ABSTRACT Project 3: Functional Microbiome and Host Signatures in Transition from Commensal to pathogen Overuse of antibiotics and adaptability of bacteria has resulted in antimicrobial resistance (AMR) in pathogens of significant public health concern. Identifying individuals who are susceptible to infection is critical in implementing an effective treatment plan and in promoting good antimicrobial stewardship. This project focuses on developing innovative systems technology to develop microbiome-based risk algorithms that identify susceptible patients in the general hospitalized population. The project premise being tested is that nosocomial pathogens that colonize the intestines specifically target individuals with immature infant-like gut microbiota features that are permissive to pathogen colonization. The notable AMR-pathogens of our study include Clostridioides difficile, vancomycin-resistant enterococcus (VRE), carbapenem-resistant Klebsiella pneumoniae, and extended spectrum β-lactamase producing Enterobacteriacae (ESBL-E/CRE) because these organisms often colonize the intestines before causing infection. Specifically, we show that these priority pathogens often co-colonize vulnerable patients who are missing keystone microbiota species that appear to be broadly protective against these bacteria by producing diverse bacteriocins. In Project 3 of this PO1 application, we will perform synergistic functional profiling of these unique host-microbiota-pathogen interactions to address the following two specific aims: • Aim 3.1. Define the metabolically active microbiota community structure identified with pathogen colonization and disease progression in the susceptible patient. • Aim 3.2. Characterize keystone microbiota features and their protective antimicrobial mechanisms. The study is impactful because we intend to establish predictive microbiome-risk algorithms for precision infection management of immunosuppressed and critically ill patients. The long-term goal is to advise the physician and healthcare stakeholders of clinical surveillance and therapeutic interventions that match the risk posed by each individual’s infection, as well as define host-microbiota-pathogen interactions that are permissive to other emerging infections.

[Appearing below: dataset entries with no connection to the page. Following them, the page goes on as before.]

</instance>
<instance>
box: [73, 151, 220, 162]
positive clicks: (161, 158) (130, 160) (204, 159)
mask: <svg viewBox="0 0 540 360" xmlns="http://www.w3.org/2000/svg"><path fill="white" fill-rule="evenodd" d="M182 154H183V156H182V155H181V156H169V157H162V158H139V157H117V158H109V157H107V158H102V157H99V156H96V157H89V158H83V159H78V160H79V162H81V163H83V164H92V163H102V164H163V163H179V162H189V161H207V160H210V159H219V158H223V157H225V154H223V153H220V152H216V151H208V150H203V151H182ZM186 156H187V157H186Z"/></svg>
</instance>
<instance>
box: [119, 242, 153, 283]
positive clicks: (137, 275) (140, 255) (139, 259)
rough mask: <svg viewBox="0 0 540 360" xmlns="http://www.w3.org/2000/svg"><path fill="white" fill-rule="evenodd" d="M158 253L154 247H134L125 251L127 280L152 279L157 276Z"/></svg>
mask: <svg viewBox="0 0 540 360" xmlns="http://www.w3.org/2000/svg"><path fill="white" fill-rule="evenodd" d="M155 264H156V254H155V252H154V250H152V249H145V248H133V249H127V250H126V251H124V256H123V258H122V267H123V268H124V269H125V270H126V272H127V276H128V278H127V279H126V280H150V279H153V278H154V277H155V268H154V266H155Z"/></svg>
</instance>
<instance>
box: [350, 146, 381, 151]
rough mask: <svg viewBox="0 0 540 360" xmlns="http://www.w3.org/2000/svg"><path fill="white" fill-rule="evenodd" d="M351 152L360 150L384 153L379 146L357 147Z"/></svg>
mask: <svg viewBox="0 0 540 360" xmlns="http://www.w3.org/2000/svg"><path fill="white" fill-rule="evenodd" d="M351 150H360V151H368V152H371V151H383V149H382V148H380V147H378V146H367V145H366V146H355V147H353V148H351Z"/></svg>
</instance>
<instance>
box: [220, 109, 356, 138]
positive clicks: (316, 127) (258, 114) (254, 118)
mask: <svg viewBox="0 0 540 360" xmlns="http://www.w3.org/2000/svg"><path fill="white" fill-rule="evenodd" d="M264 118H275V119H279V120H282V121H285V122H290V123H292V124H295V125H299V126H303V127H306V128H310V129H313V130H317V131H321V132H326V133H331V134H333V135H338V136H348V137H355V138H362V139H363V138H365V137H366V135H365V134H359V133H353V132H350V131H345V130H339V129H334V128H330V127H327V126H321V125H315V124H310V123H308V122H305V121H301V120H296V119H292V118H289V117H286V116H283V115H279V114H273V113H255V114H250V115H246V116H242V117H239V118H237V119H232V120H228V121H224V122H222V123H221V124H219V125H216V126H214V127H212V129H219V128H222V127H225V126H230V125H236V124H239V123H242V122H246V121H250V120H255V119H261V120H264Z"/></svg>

抽象的 项目 3：从共生到病原体转变的功能微生物组和宿主特征 抗生素的过度使用和细菌的适应性导致病原体产生抗菌素耐药性（AMR） 具有重大的公共卫生问题。识别易受感染的个体至关重要 实施有效的治疗计划并促进良好的抗菌药物管理。该项目重点 致力于开发创新系统技术来开发基于微生物组的风险算法，该算法可识别 一般住院人群中的易感患者。正在测试的项目前提是院内 定植于肠道的病原体专门针对具有未成熟的婴儿样肠道微生物群的个体 允许病原体定植的特征。我们研究中值得注意的 AMR 病原体包括 艰难梭菌、耐万古霉素肠球菌 (VRE)、耐碳青霉烯类肺炎克雷伯菌、 和产生超广谱 β-内酰胺酶的肠杆菌 (ESBL-E/CRE)，因为这些生物体 通常在引起感染之前定植于肠道。具体来说，我们表明这些优先病原体通常 共同定植缺乏关键微生物群的易感患者，这些微生物群似乎广泛存在 通过产生多种细菌素来防御这些细菌。在此 PO1 申请的项目 3 中，我们将 对这些独特的宿主-微生物群-病原体相互作用进行协同功能分析，以解决 以下两个具体目标： • 目标3.1。定义代谢活跃的微生物群落结构 易感患者体内的病原体定植和疾病进展。 • 目标3.2。表征关键微生物群特征及其保护性抗菌剂 机制。 这项研究具有影响力，因为我们打算建立预测微生物组风险算法以提高精确度 免疫抑制和危重患者的感染管理。长期目标是向 与风险相匹配的临床监测和治疗干预的医生和医疗保健利益相关者 由每个人的感染引起的，以及定义允许的宿主-微生物群-病原体相互作用 其他新出现的感染。